まず当然ですが Office365 上にユーザを作っておきます。


このユーザ情報を Graph API を試すためのツールである Graph Expolorer を使って取得してみます。

このツールの Resource の値に
  - https://directory.windows.net/sub02adfs.onmicrosoft.com/Users
という形で対象ドメインと取得リソースを指定すれば値が取得できるはずです。



早速、GET をクリックしてみると、、、当然認証が走ります。

この中の Principal Id とか Symmetric Key とは何を指しているのかが、よくわかりません。
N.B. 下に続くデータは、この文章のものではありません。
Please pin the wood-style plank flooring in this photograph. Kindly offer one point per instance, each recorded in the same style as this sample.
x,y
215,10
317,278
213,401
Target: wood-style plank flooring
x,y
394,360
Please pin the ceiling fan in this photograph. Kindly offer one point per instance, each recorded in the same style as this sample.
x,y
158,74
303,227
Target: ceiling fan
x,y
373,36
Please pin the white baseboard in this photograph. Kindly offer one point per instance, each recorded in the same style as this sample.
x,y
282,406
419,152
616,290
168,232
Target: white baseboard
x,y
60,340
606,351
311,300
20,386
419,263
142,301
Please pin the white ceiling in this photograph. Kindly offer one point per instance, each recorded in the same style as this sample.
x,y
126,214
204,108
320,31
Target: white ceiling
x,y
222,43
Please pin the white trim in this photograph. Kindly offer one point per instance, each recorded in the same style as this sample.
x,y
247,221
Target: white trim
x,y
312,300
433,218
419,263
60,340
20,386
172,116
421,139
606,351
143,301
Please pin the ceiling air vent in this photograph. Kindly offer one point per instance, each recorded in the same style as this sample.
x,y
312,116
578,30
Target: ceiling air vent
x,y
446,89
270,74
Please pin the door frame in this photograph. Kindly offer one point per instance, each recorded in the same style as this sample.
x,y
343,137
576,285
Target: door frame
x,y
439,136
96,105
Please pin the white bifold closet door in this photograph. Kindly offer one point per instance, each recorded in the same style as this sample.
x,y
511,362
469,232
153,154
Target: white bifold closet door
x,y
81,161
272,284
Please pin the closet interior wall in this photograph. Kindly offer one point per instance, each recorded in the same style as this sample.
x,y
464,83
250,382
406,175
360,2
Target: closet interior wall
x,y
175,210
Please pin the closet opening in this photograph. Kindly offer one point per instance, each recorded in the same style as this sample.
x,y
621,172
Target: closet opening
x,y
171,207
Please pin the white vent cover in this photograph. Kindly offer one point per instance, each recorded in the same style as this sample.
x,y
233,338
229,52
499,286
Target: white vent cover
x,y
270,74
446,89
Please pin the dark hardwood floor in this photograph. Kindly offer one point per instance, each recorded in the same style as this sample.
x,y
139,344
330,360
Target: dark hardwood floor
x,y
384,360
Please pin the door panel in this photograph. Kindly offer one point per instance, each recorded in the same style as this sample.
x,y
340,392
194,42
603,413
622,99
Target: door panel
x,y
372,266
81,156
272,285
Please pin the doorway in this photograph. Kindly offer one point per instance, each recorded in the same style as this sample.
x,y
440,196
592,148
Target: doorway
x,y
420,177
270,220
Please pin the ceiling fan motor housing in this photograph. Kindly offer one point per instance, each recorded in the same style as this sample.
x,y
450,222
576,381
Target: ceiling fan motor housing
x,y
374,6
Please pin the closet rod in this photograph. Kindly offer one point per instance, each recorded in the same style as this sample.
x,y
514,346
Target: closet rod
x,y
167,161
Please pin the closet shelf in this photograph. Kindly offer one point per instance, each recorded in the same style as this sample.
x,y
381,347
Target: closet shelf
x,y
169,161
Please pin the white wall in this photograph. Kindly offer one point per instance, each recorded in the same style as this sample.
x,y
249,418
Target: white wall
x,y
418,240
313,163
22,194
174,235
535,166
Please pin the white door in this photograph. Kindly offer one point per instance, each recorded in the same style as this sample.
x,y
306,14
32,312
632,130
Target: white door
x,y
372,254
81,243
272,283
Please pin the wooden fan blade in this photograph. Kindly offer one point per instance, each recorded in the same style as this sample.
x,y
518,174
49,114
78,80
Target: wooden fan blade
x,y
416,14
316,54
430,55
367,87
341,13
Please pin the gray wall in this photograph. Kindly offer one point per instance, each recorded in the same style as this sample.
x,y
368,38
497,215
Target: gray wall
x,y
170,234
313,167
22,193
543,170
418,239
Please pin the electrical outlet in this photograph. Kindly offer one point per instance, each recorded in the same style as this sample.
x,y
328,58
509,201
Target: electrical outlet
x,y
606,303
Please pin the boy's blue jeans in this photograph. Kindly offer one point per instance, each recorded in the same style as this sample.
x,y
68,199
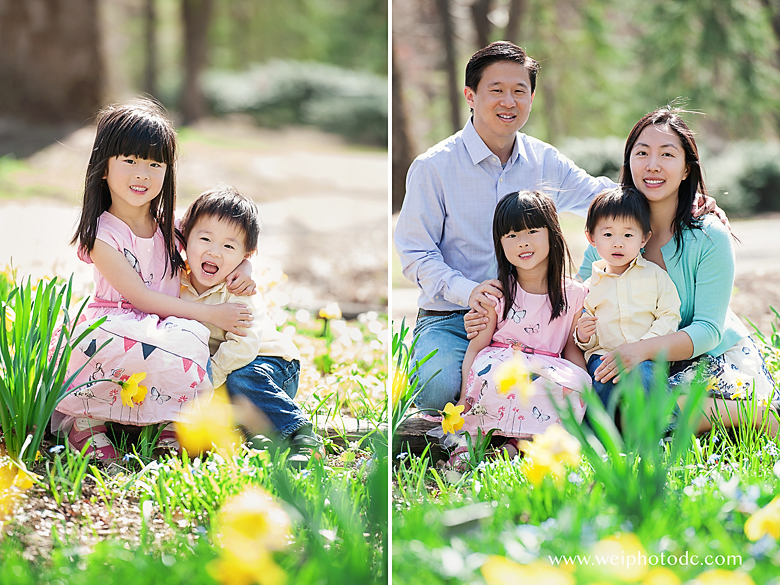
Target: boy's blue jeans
x,y
605,389
448,335
271,384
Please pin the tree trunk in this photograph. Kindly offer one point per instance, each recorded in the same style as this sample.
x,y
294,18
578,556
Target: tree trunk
x,y
402,144
516,14
479,14
150,40
196,16
448,39
50,63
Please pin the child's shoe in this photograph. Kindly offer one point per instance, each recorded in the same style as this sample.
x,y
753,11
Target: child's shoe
x,y
305,445
100,448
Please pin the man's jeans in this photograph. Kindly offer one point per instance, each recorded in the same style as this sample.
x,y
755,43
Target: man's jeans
x,y
448,336
605,389
271,383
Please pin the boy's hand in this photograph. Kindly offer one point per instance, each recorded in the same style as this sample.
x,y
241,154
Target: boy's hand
x,y
586,327
232,317
239,282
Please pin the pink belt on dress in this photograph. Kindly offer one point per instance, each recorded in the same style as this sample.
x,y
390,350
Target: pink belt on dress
x,y
517,346
104,304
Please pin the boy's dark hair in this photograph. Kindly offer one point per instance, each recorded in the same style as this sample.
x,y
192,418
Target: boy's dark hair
x,y
619,202
227,204
525,210
136,128
499,51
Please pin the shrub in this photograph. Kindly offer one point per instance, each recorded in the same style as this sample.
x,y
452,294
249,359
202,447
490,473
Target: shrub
x,y
351,103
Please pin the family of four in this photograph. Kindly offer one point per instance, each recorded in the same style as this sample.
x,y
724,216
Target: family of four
x,y
658,274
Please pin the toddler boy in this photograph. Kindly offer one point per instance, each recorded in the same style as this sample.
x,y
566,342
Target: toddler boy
x,y
629,298
221,228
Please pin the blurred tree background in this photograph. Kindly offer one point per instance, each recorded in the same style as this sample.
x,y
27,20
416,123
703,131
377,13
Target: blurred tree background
x,y
605,63
282,62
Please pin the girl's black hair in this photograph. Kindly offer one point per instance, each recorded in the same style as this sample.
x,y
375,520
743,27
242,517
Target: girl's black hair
x,y
670,116
136,128
527,210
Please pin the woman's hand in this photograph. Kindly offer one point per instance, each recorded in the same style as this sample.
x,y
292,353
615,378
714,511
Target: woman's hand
x,y
474,323
630,355
239,282
232,317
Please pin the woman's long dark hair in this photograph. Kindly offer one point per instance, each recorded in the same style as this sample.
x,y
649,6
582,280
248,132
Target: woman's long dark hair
x,y
527,210
136,128
670,117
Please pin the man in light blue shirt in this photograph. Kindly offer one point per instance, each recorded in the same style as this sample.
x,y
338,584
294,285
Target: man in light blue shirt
x,y
444,231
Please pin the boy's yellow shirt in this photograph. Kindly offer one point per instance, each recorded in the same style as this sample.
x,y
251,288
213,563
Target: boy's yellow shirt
x,y
639,304
230,352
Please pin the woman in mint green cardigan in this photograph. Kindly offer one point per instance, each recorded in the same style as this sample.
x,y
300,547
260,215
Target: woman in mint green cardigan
x,y
661,160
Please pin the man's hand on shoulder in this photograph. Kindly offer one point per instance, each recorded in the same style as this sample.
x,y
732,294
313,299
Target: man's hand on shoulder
x,y
478,299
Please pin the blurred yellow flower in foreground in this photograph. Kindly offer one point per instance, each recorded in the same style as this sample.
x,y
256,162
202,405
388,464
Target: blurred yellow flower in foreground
x,y
209,427
400,384
724,577
132,393
331,311
548,452
252,525
501,571
513,376
451,419
765,521
626,547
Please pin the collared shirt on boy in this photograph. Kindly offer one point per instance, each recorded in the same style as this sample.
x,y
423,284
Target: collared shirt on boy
x,y
230,352
639,304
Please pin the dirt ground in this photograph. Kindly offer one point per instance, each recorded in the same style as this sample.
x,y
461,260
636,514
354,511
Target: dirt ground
x,y
323,203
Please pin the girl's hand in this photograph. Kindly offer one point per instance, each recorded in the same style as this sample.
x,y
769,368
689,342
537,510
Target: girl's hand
x,y
630,354
239,282
474,323
586,327
478,299
232,317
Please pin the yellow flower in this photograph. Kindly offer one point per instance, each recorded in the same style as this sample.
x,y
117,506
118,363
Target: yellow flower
x,y
765,521
661,576
331,311
400,384
548,452
132,393
209,427
625,546
500,571
451,420
252,525
512,376
724,577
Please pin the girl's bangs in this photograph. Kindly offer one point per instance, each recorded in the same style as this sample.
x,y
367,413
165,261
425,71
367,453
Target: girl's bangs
x,y
144,138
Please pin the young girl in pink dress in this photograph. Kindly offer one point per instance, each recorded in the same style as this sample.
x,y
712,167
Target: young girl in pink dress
x,y
534,326
126,232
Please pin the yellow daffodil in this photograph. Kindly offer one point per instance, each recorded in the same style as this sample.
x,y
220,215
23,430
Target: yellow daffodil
x,y
208,428
765,521
451,419
400,384
661,576
252,525
623,545
132,393
500,571
513,376
547,454
331,311
724,577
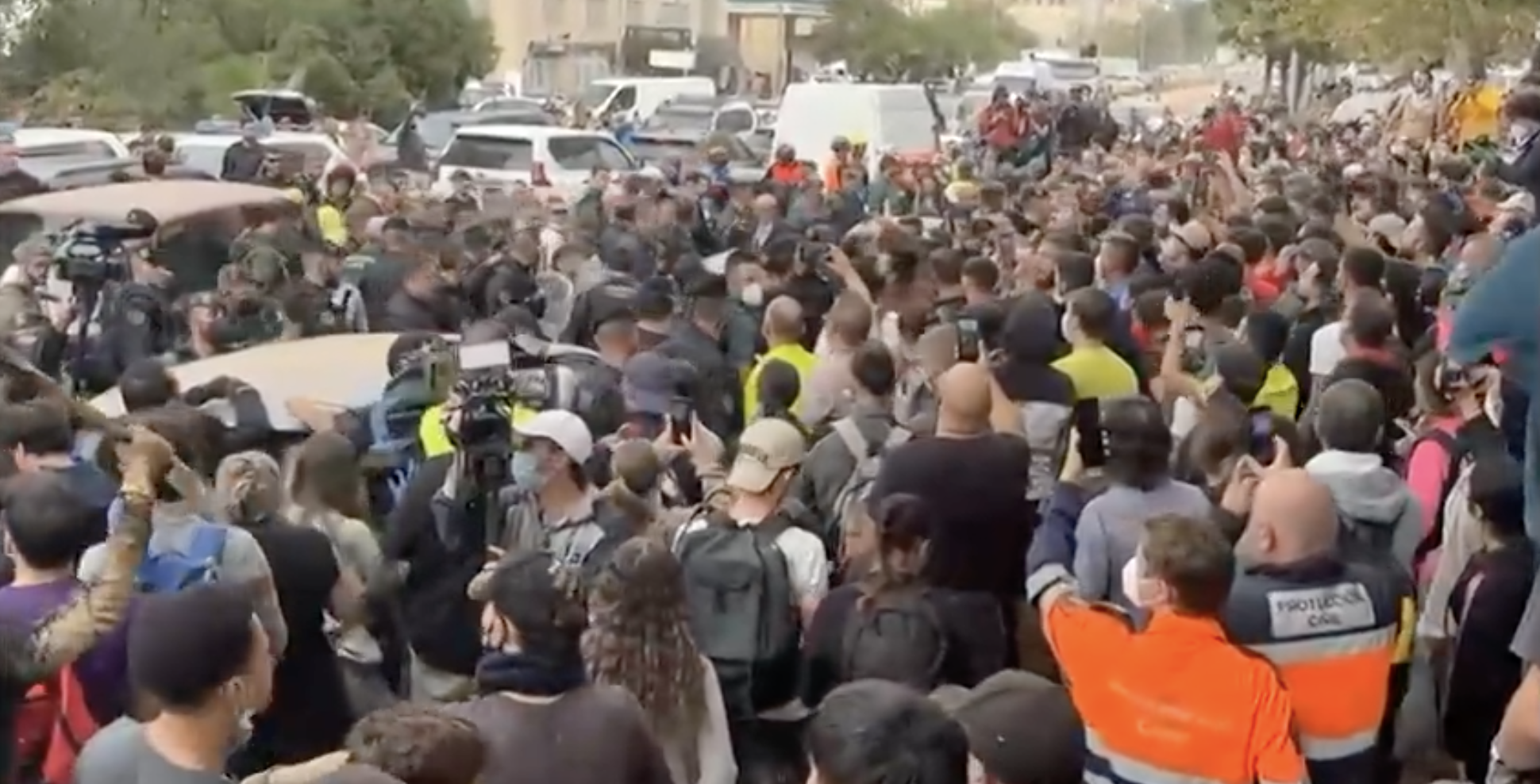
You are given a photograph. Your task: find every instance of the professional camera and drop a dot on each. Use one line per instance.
(88, 255)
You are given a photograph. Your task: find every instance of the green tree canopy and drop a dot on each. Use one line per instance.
(878, 39)
(178, 60)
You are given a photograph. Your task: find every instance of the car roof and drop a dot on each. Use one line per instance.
(526, 131)
(52, 136)
(193, 139)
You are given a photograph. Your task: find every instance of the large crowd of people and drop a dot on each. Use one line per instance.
(1107, 458)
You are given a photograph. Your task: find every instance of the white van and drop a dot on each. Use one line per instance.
(640, 98)
(553, 160)
(887, 117)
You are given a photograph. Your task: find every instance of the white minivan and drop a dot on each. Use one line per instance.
(550, 159)
(887, 117)
(638, 98)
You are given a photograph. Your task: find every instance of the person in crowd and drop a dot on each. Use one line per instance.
(783, 335)
(1360, 270)
(696, 340)
(1379, 510)
(1342, 674)
(535, 686)
(1022, 729)
(880, 732)
(44, 527)
(887, 623)
(205, 666)
(180, 520)
(1373, 356)
(1134, 447)
(975, 482)
(1485, 610)
(327, 494)
(869, 432)
(640, 640)
(761, 694)
(148, 386)
(40, 440)
(308, 713)
(778, 389)
(832, 389)
(1268, 333)
(1130, 682)
(1094, 368)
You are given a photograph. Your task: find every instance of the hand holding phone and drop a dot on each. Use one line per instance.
(969, 340)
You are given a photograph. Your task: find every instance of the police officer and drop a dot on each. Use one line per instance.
(136, 322)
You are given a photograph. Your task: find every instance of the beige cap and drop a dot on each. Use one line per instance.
(766, 448)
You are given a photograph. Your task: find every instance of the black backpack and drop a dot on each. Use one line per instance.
(743, 610)
(895, 636)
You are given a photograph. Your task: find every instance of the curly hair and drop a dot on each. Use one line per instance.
(248, 487)
(418, 744)
(640, 638)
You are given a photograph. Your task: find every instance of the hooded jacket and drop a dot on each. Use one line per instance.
(1043, 393)
(1373, 502)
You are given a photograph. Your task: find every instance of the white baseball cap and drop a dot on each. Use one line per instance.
(564, 429)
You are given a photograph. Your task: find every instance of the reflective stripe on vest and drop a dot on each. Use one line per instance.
(1106, 766)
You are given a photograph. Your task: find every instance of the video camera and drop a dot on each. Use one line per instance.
(87, 253)
(490, 381)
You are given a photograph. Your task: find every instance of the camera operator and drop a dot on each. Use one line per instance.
(244, 159)
(136, 317)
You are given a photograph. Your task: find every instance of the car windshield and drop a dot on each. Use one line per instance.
(435, 130)
(593, 96)
(681, 119)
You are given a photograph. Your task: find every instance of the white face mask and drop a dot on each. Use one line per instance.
(1492, 405)
(1132, 581)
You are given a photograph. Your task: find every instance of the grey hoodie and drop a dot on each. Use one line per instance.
(1368, 494)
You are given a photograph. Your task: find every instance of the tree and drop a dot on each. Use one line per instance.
(178, 60)
(878, 40)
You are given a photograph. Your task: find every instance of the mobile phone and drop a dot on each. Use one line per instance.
(1261, 444)
(969, 340)
(1086, 419)
(484, 356)
(681, 417)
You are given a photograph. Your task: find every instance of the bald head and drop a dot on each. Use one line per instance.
(964, 394)
(783, 321)
(1297, 515)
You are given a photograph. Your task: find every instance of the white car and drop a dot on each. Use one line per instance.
(205, 152)
(76, 144)
(550, 159)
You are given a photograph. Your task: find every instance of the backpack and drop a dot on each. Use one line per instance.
(869, 461)
(198, 564)
(52, 723)
(743, 609)
(895, 638)
(1456, 471)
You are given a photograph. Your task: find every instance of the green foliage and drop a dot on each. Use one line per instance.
(1165, 34)
(878, 39)
(176, 60)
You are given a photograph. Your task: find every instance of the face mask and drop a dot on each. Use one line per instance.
(526, 471)
(1492, 405)
(1130, 581)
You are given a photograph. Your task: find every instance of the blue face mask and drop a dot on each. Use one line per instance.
(526, 471)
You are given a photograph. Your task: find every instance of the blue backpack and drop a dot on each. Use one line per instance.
(198, 564)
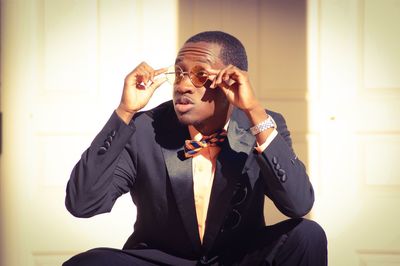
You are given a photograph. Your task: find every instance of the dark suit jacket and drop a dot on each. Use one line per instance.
(146, 159)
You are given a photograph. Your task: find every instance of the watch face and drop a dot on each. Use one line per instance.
(264, 125)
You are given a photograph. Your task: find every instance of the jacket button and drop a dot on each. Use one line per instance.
(107, 144)
(102, 150)
(204, 260)
(281, 172)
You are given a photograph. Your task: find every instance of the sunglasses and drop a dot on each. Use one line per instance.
(197, 75)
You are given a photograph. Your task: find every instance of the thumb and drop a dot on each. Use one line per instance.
(157, 83)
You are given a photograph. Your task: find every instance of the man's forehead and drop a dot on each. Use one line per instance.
(200, 51)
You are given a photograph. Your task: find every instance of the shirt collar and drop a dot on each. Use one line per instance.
(196, 135)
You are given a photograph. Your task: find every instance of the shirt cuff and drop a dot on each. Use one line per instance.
(262, 147)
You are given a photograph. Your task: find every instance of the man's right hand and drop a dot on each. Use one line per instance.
(139, 86)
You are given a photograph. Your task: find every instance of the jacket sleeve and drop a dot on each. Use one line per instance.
(285, 178)
(105, 171)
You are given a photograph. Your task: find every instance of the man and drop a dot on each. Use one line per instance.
(198, 203)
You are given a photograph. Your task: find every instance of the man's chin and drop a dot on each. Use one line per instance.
(185, 119)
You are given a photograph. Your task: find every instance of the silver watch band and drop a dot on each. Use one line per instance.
(264, 125)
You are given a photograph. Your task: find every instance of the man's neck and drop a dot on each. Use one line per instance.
(209, 127)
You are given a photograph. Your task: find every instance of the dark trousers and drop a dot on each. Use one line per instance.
(288, 243)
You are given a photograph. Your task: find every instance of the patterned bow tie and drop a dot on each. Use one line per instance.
(192, 147)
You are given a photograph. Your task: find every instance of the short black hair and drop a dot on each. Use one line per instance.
(232, 50)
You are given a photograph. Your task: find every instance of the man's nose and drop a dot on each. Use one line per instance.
(184, 85)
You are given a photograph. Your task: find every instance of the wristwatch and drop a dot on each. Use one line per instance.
(264, 125)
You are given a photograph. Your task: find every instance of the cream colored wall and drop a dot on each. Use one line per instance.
(354, 129)
(274, 34)
(63, 64)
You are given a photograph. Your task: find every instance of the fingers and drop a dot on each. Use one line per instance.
(143, 76)
(226, 77)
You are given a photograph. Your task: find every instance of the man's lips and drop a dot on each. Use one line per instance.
(183, 104)
(183, 100)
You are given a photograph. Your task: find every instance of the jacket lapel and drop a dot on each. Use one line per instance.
(171, 137)
(231, 164)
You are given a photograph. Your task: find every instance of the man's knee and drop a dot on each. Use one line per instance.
(91, 257)
(310, 233)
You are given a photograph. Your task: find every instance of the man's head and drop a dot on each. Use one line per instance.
(205, 108)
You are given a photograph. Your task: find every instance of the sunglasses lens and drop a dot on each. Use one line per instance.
(198, 76)
(173, 74)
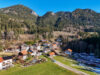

このあたりのドキュメントを読むと Graph API を使うには Service Princial を作成するという作業が必要の様です。
 - How-to Procedure: Authenticate To Windows Azure AD Graph Using Windows Azure AD Access Control
   http://msdn.microsoft.com/en-us/library/hh974468

具体的には Office365 の Powershell コマンドレットを使って Service Principal Id を取得するスクリプトを実行する必要があります。
※事前に Microsoft Online Servies サインインアシスタントも必要


ただ、面倒なので既に用意されているスクリプトを使いましょう。
 - PowerShell authorization script
   http://iddemo.blob.core.windows.net/files/CreateServicePrincipal.ps1

上記は直リンクですが、CodePlex で公開されているサンプルアプリケーションの中にもスクリプトが含まれていますので、そちらを利用しても良いでしょう。

 - サンプルアプリケーション
   http://code.msdn.microsoft.com/Sample-App-for-accessing-d71122ff

この中の「C#\PowerShell Scripts」の中に、CreateServicePrincipal.ps1 が上記からダウンロードできるスクリプトと同じものです。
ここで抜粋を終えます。